1. Flexibility Isn’t Just a Buzzword – It’s a Necessity
I’m talking in terms of how we work and approach things. Look at recruitment — people are working everyday with colleagues who they have never met in person. Remote workers joined companies without ever setting foot in the office. Workplace processes that worked like clockwork for years now need to be ripped up to accommodate a change in our work and, unless you can adapt with the times, you’re going to fall short.
Instead of looking it as a challenge, look at it as an opportunity for a culture change. We’ve done things this way the whole time but now, as we can no longer do so, what can we do to make our current culture and work environment more interactive, streamlined and successful?
2. Paid Time Off Isn’t Just There for Travel
A large majority of the world has been confined to their home country for almost a year. Personally, I haven’t left this 728km2 island for 12 months! So, with remote work, what’s the use for paid time off (PTO)?
We all know the importance of looking after mental health. This isn’t to say that a few days off from work is the solution to all mental health woes, but it can go a long way in improving it and allows for a recharge. Even if you can’t travel or partake in the same social events as before, taking time to switch off mentally from work is so important. Your PTO is there for more than just being able to hop on a plane, so make sure every employee is encouraged to utilise it.
3. Keep the Doors of Communication Open
All employees should understand their company’s mission and goals and how the work they do contributes to this. But, if 2020 has taught us anything, it’s that things change. How these changes, both good and challenging, are communicated to the wider team is important. How does this contribute to the organisation’s vision and, if it’s challenging news, how are you reassuring and supporting your team?

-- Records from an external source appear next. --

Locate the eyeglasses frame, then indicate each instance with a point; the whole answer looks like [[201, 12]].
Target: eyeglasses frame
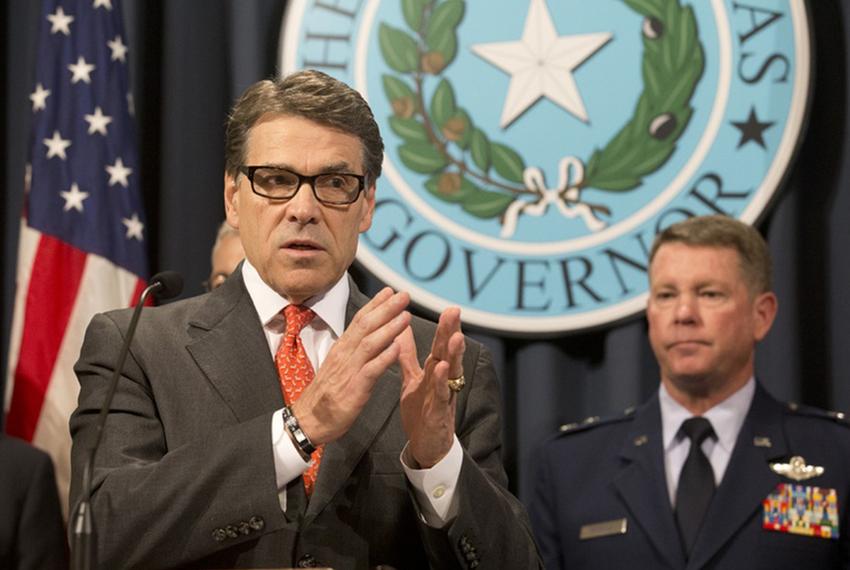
[[249, 170]]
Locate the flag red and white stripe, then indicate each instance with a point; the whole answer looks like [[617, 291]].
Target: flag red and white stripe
[[82, 246]]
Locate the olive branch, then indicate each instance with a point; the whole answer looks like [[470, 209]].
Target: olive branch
[[441, 140]]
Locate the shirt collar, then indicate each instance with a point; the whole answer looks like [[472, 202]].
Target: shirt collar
[[726, 418], [329, 306]]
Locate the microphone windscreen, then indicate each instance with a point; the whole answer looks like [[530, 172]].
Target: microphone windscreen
[[171, 284]]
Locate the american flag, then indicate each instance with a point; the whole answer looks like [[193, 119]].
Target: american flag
[[82, 240]]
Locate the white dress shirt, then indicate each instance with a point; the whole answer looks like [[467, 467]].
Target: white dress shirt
[[434, 488], [726, 418]]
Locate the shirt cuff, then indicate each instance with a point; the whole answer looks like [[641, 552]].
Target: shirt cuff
[[288, 464], [434, 488]]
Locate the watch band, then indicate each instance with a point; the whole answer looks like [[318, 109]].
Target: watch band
[[302, 442]]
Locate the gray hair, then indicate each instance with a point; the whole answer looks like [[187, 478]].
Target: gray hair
[[312, 95], [723, 231]]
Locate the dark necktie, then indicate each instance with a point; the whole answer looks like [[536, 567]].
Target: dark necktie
[[696, 483]]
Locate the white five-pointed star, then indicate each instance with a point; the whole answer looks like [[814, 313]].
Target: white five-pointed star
[[56, 146], [60, 22], [39, 97], [74, 198], [81, 70], [134, 227], [98, 121], [541, 64], [118, 173], [119, 50]]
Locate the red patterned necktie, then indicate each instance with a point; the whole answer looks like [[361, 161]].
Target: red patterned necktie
[[296, 372]]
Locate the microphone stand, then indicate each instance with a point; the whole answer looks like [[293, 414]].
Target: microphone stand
[[83, 531]]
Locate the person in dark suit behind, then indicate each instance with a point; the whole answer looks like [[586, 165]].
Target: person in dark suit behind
[[385, 448], [225, 256], [765, 485], [32, 532]]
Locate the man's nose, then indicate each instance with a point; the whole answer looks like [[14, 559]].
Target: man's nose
[[686, 309], [303, 206]]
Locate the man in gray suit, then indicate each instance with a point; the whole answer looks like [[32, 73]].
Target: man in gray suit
[[203, 464]]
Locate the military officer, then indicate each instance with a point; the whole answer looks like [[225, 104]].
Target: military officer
[[712, 471]]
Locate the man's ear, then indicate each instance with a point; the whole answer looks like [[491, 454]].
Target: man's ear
[[369, 204], [231, 202], [765, 307]]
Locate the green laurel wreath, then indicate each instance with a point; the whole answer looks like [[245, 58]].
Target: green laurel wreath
[[441, 140]]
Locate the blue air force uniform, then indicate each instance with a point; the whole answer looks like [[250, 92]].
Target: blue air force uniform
[[601, 499]]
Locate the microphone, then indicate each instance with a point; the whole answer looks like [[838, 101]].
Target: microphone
[[163, 285]]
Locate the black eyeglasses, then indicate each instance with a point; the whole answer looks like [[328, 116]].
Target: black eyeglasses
[[330, 188]]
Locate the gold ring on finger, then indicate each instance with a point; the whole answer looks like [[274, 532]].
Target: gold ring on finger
[[456, 384]]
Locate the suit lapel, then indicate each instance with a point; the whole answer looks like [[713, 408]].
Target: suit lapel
[[342, 456], [231, 350], [748, 478], [642, 483]]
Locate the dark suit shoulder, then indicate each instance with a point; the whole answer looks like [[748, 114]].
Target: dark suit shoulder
[[593, 423], [803, 411], [20, 456]]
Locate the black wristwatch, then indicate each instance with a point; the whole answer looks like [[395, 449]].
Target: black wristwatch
[[302, 442]]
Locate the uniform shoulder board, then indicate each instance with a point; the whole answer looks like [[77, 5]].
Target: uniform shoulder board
[[811, 411], [595, 421]]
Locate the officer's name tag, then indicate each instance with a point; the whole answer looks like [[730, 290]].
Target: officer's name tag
[[606, 528], [801, 509]]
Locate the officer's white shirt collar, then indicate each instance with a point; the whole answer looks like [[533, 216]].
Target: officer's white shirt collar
[[726, 418], [329, 306]]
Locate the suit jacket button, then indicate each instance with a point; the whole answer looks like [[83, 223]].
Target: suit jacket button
[[257, 523]]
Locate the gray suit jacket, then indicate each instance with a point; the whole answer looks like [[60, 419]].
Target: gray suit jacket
[[185, 474]]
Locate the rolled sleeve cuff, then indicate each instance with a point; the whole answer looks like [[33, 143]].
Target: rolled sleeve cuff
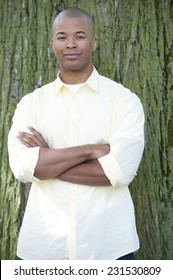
[[112, 170], [29, 160]]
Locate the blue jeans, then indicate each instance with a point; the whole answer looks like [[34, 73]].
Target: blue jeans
[[127, 257]]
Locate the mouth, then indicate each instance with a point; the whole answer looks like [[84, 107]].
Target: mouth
[[71, 55]]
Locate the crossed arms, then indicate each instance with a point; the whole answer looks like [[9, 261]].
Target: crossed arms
[[74, 164]]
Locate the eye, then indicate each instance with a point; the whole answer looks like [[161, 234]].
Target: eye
[[80, 36], [61, 38]]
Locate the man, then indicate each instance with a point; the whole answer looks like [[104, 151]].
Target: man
[[79, 140]]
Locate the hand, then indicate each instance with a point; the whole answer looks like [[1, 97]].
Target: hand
[[33, 139], [101, 150]]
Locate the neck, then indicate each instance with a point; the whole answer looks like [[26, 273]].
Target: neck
[[73, 77]]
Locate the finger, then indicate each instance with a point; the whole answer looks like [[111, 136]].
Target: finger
[[27, 139], [39, 138]]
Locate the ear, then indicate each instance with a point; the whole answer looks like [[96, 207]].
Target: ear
[[94, 43]]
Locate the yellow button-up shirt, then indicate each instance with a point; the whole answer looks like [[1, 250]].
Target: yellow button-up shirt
[[69, 221]]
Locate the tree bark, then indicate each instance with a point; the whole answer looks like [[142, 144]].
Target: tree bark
[[135, 47]]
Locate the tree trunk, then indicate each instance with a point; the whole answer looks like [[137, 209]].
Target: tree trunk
[[135, 47]]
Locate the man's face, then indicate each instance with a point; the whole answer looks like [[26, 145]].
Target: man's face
[[73, 43]]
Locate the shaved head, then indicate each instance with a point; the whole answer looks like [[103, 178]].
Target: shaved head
[[74, 13]]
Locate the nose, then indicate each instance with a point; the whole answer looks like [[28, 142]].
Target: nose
[[71, 43]]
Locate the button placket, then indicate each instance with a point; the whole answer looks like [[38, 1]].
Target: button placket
[[71, 238]]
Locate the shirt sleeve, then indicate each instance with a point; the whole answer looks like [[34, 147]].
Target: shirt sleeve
[[126, 141], [22, 159]]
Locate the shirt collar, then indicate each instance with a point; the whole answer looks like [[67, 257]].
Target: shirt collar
[[92, 82]]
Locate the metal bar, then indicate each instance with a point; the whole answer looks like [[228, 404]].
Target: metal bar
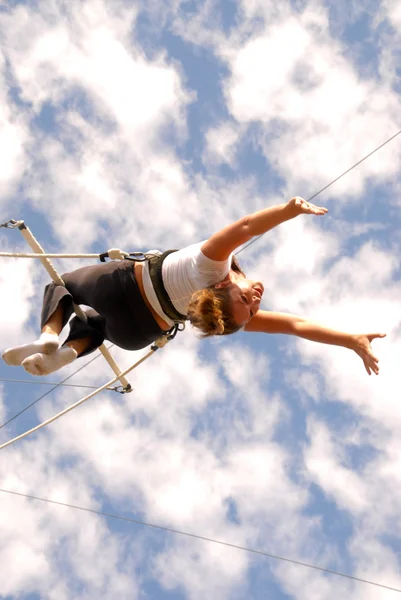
[[37, 248], [69, 408]]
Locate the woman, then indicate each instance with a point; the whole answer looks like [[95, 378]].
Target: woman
[[133, 304]]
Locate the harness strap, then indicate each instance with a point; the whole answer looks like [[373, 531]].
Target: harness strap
[[155, 272]]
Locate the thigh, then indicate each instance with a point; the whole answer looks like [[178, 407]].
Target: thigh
[[97, 286]]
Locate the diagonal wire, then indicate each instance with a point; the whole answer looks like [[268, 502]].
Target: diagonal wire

Consider including programs like Quarterly Business Updates, Market Specific catchups and “Open Zoom” policies for all senior leaders in your company culture. Create a healthy culture of open communication with your team and don’t hide away from difficult updates, but reassure with an explanation as to what is being done and why. Transparency is always appreciated.
4. What Support Network Is in Place?
We all have lives outside of work and it can be difficult to know what’s going on with each other’s personal lives — pandemic or otherwise. Improving workplace culture can be as simple as checking in with your colleagues, even if it’s just a “How’s it going today?” By knowing we’re all there for each other, we can create a positive company culture of support and by checking in, any potential issues can be flagged.
Disagreement is natural at work. In fact, it’s healthy. We all need to keep improving and developing. But, make sure it is done in a productive and constructive way. Nobody wants to feel down and nobody wants to feel like they’re working alone. If we feel supported, then we’ll be working as a team. Your company’s culture can foster true teamwork, which produces greater productivity, more engaged employees and a better end product.
This is by no means a definitive list and there will always be more that we can do to maintain and grow company culture. The above are some easy ways to start.
We’ve all learned a lot from 2020 – some of it new and some of it a strong reminder to focus more on other areas. But 2021, we’re coming for you and we’re more prepared than ever.